Today’s market is increasingly competitive and insuring high risk customers can have a negative impact on the combined operating ratio and loss rates of your business. Therefore assessing and mitigating risk with confidence is essential.
MLP (Machine Learning Programs) has launched a new product which offers insurers a bespoke service. It calculates, with a higher level of confidence, a prospect’s propensity to claim.

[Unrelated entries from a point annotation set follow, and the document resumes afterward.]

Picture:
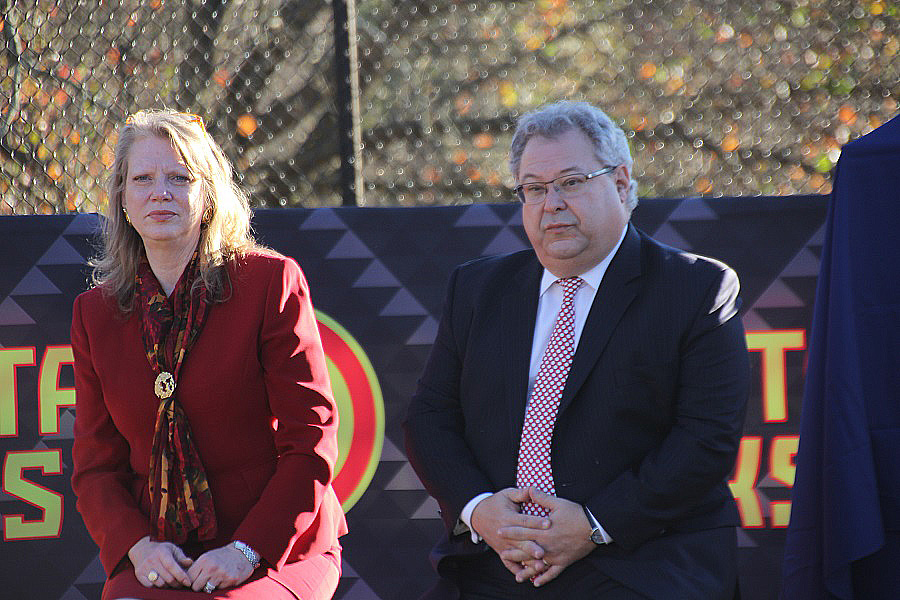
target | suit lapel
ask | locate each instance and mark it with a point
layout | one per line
(617, 290)
(518, 314)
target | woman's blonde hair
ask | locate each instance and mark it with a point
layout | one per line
(225, 233)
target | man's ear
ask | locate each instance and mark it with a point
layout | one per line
(623, 180)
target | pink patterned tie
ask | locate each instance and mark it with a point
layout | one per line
(537, 432)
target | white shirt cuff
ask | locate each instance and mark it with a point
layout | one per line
(466, 515)
(595, 524)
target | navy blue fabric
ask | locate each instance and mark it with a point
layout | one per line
(846, 495)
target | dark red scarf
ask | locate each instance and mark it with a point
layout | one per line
(180, 499)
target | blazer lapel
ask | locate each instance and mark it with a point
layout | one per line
(617, 290)
(519, 311)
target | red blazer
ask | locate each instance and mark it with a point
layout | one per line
(258, 358)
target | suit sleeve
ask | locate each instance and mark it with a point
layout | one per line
(102, 477)
(300, 398)
(435, 424)
(699, 450)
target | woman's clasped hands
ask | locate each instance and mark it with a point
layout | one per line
(163, 564)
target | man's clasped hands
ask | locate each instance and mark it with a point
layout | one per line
(533, 548)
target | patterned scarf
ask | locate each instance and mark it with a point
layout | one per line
(180, 498)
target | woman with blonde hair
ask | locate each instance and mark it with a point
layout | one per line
(206, 429)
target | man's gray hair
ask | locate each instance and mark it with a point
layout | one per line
(610, 144)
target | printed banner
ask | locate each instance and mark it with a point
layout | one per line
(378, 278)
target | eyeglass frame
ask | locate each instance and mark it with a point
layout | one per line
(520, 193)
(191, 117)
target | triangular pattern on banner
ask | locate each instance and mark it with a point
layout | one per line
(12, 314)
(61, 253)
(66, 425)
(405, 479)
(83, 224)
(805, 264)
(693, 209)
(34, 283)
(428, 510)
(360, 591)
(73, 594)
(667, 235)
(818, 238)
(744, 540)
(347, 569)
(778, 295)
(350, 246)
(377, 275)
(753, 322)
(478, 215)
(403, 304)
(323, 218)
(92, 573)
(425, 334)
(505, 241)
(390, 452)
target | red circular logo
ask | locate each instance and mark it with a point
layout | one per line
(360, 409)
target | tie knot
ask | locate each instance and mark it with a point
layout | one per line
(570, 285)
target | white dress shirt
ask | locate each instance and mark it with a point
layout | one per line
(549, 303)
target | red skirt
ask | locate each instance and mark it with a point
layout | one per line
(315, 578)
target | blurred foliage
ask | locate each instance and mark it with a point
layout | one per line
(718, 98)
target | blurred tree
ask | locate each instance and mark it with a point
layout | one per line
(718, 98)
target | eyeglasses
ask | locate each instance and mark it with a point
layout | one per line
(567, 186)
(192, 118)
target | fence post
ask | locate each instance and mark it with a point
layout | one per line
(347, 87)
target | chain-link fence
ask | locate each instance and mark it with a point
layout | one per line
(718, 98)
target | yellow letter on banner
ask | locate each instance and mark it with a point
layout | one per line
(783, 469)
(10, 358)
(743, 484)
(15, 527)
(773, 345)
(50, 396)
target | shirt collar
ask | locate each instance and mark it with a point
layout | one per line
(592, 276)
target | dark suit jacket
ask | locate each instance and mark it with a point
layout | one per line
(258, 357)
(650, 418)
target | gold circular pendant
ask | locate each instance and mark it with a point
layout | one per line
(164, 386)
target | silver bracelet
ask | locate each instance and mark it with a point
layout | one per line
(251, 554)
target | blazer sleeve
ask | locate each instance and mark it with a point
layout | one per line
(102, 477)
(696, 455)
(300, 398)
(434, 425)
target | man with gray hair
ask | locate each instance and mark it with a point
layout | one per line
(584, 400)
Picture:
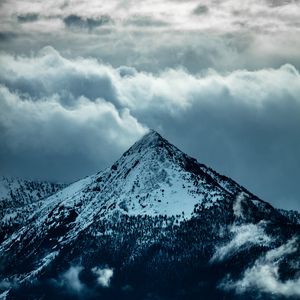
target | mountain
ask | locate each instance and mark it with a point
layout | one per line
(155, 225)
(19, 199)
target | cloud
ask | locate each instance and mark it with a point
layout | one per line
(243, 236)
(264, 275)
(71, 279)
(30, 17)
(75, 21)
(103, 276)
(201, 9)
(228, 37)
(57, 110)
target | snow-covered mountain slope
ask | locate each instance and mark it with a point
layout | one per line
(154, 210)
(19, 199)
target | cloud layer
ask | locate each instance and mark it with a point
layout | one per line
(264, 277)
(65, 118)
(217, 34)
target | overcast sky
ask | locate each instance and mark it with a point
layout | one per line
(80, 81)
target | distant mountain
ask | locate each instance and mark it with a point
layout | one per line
(155, 225)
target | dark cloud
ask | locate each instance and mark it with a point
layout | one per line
(75, 21)
(74, 117)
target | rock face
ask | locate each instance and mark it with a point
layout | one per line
(156, 225)
(19, 199)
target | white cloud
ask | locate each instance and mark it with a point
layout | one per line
(263, 276)
(243, 236)
(71, 279)
(83, 107)
(104, 275)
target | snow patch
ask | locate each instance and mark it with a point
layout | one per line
(104, 276)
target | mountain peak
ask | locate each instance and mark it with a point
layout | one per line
(151, 137)
(150, 141)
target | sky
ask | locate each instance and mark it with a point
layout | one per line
(80, 81)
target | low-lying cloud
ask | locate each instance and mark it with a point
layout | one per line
(264, 277)
(65, 118)
(243, 236)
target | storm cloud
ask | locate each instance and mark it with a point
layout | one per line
(64, 118)
(264, 275)
(212, 34)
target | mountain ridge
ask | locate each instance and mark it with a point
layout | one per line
(154, 211)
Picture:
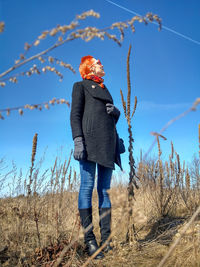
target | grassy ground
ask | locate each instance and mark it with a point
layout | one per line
(35, 231)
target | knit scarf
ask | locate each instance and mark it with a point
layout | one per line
(95, 78)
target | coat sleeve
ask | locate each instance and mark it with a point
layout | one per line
(77, 109)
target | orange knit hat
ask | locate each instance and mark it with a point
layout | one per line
(84, 67)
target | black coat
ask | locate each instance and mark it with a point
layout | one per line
(89, 119)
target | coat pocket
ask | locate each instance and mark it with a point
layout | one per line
(89, 126)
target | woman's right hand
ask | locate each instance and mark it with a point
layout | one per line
(79, 148)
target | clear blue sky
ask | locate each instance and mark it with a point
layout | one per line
(165, 75)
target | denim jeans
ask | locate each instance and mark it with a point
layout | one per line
(87, 172)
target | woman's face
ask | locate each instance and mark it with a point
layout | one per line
(97, 68)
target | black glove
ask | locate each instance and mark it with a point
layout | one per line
(112, 110)
(79, 148)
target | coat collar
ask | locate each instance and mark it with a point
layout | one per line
(97, 91)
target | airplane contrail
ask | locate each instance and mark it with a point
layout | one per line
(163, 27)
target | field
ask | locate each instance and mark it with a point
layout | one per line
(37, 225)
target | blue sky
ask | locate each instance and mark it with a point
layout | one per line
(165, 75)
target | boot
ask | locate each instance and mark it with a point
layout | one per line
(89, 237)
(105, 227)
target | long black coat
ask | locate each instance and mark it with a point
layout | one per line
(89, 119)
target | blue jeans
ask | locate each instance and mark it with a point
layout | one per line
(87, 171)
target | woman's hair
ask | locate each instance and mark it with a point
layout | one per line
(84, 67)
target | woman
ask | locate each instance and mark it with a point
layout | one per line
(93, 118)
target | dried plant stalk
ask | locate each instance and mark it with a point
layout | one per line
(34, 148)
(35, 106)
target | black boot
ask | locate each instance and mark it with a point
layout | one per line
(105, 227)
(89, 237)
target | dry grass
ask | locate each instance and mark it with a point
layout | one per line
(59, 226)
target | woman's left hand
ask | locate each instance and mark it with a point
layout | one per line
(112, 110)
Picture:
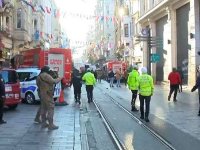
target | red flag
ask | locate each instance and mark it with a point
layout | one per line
(48, 10)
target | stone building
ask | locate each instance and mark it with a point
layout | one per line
(28, 24)
(175, 26)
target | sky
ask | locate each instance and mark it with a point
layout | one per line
(74, 19)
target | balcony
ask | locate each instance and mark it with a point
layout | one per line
(6, 31)
(9, 1)
(147, 5)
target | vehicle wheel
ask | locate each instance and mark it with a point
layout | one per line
(55, 99)
(30, 98)
(13, 106)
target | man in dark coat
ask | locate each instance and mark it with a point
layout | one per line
(175, 80)
(197, 86)
(77, 84)
(2, 99)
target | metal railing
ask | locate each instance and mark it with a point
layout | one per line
(147, 5)
(6, 30)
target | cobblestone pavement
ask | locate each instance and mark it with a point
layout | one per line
(20, 133)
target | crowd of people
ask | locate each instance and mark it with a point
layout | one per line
(141, 84)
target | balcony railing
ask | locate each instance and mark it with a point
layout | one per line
(5, 30)
(147, 5)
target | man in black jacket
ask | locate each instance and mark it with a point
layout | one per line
(2, 99)
(77, 84)
(197, 86)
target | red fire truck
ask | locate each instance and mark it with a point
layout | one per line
(56, 58)
(115, 65)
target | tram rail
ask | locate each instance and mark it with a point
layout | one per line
(119, 144)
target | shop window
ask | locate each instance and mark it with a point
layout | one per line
(19, 18)
(126, 30)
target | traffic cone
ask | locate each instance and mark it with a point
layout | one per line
(61, 101)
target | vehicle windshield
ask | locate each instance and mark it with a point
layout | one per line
(27, 76)
(9, 76)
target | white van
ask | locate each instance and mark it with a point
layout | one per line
(27, 77)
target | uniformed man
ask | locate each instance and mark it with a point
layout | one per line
(77, 84)
(146, 89)
(90, 81)
(54, 75)
(133, 86)
(45, 84)
(2, 99)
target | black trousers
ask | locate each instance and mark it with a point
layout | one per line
(89, 89)
(77, 93)
(146, 100)
(199, 99)
(1, 109)
(173, 89)
(134, 97)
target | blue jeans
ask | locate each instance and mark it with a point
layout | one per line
(111, 81)
(118, 83)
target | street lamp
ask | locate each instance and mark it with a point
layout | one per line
(121, 14)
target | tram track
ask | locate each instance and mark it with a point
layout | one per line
(119, 144)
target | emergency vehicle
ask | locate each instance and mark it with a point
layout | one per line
(115, 65)
(57, 59)
(12, 87)
(27, 77)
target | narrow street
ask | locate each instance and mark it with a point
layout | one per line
(83, 128)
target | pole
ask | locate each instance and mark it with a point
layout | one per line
(149, 51)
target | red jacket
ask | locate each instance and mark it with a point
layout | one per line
(174, 78)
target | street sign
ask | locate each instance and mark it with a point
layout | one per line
(155, 58)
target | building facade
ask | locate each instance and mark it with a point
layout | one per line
(28, 24)
(105, 29)
(174, 25)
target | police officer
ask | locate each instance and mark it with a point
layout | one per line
(133, 86)
(77, 84)
(146, 88)
(45, 84)
(2, 99)
(90, 81)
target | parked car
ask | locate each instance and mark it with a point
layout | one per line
(12, 87)
(27, 77)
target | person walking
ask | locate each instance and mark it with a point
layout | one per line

Traditional methods of assessing risk using manual or actuary tables limits the number of available risk weighting profiles. MLP’s machine learning solution, however, can review and refine more than 200 rating factors to provide a far more reliable and specific claim assessment. So, if you are an insurer, MGA or broker with delegated authority and you want to significantly improve your loss rates, then Propensity to Claim is for you.
Available across several product lines, Propensity to Claim is an enrichment call to service providers. Integrations are available for Open GI’s IHP Plus and Ratings systems, and there is also the option to query directly with an API call. There are no delays in the quoting process as unique, tailored results are delivered to you in real time, allowing assessment to be made at the point of quote.
Data accuracy is critical when assessing risk but with Propensity to Claim, MLP has this covered. The model is trained on your own data and is continually tested, refined, and retuned to avoid drift.
Propensity to Claim is a perfect real time, point-of-quote solution. It allows you to assess individual risk in your market, so you can make accurate, more informed risk decisions.